Based on Jati et al [23], gingival recession was defined as “apical migration of marginal gingiva and characterized by gradual displacement of gingiva away from the cemento-enamel junction that results in the root surface exposure to the oral environment”.
Clinical attachment loss was measured as follows: when the gingival margin was at the cemento-enamel junction and there was no recession, then the CAL was equal to the pocket depth; when the gingival margin was apical to the cemento-enamel junction, CAL was equal to pocket depth plus gingival recession; when the gingival margin was on the anatomical crown in case of gingival overgrowth, CAL was equal to pocket depth minus gingival recession. CAL was not considered in some of the specific cases that were of non-periodontal cause. For example, when the gingival recession was of traumatic origin, dental caries extending in the cervical area of the tooth and in the cases of recession by malposition of the tooth [22].
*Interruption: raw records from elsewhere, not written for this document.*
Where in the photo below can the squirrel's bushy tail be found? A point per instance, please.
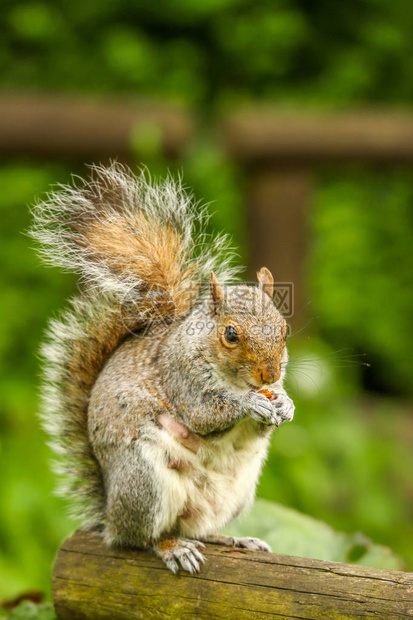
(141, 253)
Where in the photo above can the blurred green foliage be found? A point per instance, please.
(345, 459)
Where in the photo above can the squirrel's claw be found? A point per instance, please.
(261, 409)
(178, 553)
(246, 542)
(284, 407)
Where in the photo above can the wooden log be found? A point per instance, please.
(92, 581)
(88, 130)
(368, 136)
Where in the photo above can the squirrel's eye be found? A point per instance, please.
(231, 334)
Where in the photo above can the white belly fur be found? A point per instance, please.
(218, 483)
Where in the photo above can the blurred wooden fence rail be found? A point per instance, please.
(278, 152)
(91, 581)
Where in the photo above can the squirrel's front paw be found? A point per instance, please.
(284, 408)
(179, 553)
(262, 409)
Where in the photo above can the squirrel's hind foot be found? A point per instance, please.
(179, 553)
(245, 542)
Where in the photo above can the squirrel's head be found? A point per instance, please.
(248, 339)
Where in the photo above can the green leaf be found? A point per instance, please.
(290, 532)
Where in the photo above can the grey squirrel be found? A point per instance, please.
(151, 394)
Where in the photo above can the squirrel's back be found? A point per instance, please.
(142, 254)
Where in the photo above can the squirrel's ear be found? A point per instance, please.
(216, 293)
(266, 281)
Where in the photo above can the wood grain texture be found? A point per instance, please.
(92, 581)
(365, 135)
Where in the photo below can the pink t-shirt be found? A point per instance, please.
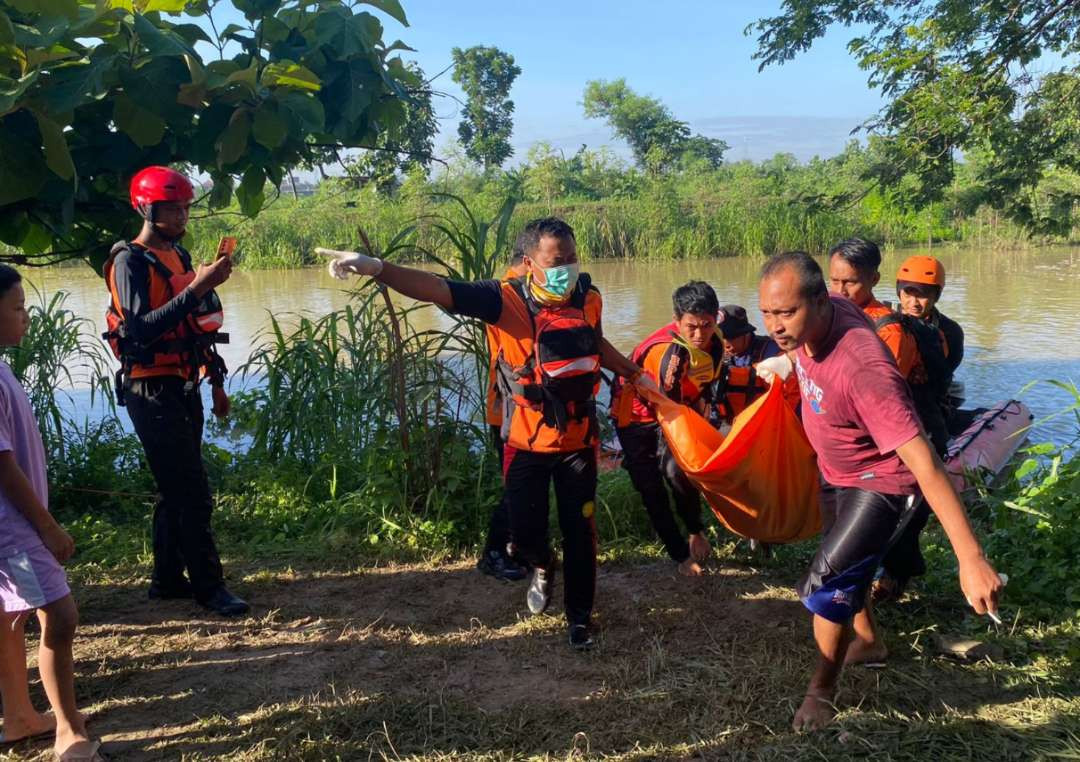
(19, 435)
(856, 407)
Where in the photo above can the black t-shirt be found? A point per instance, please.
(482, 299)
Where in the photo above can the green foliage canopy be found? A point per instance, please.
(656, 137)
(91, 91)
(486, 76)
(959, 77)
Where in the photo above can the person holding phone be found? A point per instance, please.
(164, 322)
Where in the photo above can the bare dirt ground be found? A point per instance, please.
(439, 662)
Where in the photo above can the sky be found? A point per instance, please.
(690, 54)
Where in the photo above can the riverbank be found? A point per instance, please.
(739, 211)
(343, 660)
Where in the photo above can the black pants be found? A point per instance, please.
(528, 476)
(498, 528)
(169, 422)
(652, 470)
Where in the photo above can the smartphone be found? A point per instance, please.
(226, 246)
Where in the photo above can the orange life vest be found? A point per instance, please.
(188, 349)
(549, 368)
(628, 407)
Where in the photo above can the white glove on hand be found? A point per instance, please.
(779, 367)
(345, 262)
(645, 381)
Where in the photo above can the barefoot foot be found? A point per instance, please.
(700, 547)
(690, 568)
(16, 729)
(863, 652)
(815, 712)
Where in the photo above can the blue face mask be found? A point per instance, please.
(558, 281)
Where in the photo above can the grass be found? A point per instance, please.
(430, 660)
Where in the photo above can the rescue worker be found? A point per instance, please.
(496, 560)
(860, 419)
(919, 283)
(738, 384)
(919, 351)
(684, 358)
(163, 321)
(552, 349)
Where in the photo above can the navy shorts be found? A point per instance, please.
(859, 528)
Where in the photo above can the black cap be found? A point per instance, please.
(734, 324)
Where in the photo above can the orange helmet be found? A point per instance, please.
(925, 270)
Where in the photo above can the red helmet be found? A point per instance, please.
(156, 184)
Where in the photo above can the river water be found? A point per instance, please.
(1020, 310)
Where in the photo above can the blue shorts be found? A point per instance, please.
(859, 528)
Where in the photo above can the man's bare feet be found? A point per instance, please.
(700, 547)
(690, 568)
(16, 729)
(863, 652)
(815, 712)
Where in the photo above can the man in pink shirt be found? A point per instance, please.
(875, 458)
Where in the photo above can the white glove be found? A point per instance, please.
(779, 367)
(345, 262)
(645, 382)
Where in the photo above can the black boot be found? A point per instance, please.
(220, 601)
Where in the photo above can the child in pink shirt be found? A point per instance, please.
(32, 546)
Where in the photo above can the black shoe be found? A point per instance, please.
(220, 601)
(581, 639)
(500, 567)
(539, 594)
(177, 590)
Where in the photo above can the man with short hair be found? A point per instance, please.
(853, 269)
(495, 559)
(876, 461)
(551, 352)
(738, 384)
(683, 357)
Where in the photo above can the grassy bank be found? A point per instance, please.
(351, 498)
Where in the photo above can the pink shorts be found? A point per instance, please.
(30, 580)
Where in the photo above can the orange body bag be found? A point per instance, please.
(761, 479)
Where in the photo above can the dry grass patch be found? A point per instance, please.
(437, 662)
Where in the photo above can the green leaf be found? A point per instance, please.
(7, 30)
(160, 41)
(285, 73)
(166, 5)
(11, 91)
(14, 226)
(250, 193)
(57, 155)
(257, 9)
(232, 141)
(305, 112)
(57, 8)
(268, 128)
(220, 194)
(391, 8)
(144, 127)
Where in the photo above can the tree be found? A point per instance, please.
(656, 137)
(958, 77)
(486, 76)
(409, 145)
(91, 91)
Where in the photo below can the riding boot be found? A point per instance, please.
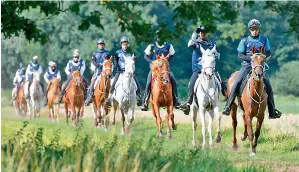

The current study defined some of the questionnaire variables as follows; i) physical trauma as a wound on the body that was caused by a sudden physical injury, for example, an accident; ii) violence as any behavior or action that intends to hurt someone, physical or verbal and iii) stress during pregnancy as anything that causes emotional strain or tension to the pregnant women.
Data analysis
IBM SPSS for windows version 21.0 (IBM corp., Armonk, New York, USA) was used for all data analyses [24]. Descriptive statistics, including chi-square analysis was conducted as part of the background to the main hypothesis testing analysis that used multiple logistic regression. The study regression model was built using a three-step modelling approach. Hierarchical multivariate logistic regression analysis was used with the study variables being entered into the analysis using three groups: the demographic variables that were significant in the univariate analysis (age and employment status) were entered first in the regression model as step 1, followed by the second group in step 2, which included other known potential risk factors and confounders in this study such as ever used tobacco, mother’s weight, inter-conception period, whether premature delivery was experienced before, whether stress was experienced during pregnancy, malaria during pregnancy, urinary tract infection, physical trauma and violence during pregnancy. The third and final step of the regression analysis, added periodontitis status to the model, as it was hypothesized as the study’s main exposure variable.
The odds ratio was obtained with 95% confidence intervals, thus statistical significance was defined as p < 0.05. The fit of the logistic regression models was assessed using regression diagnostic information, such as the − 2 log likelihood and Hosmer-Lemshow chi square values.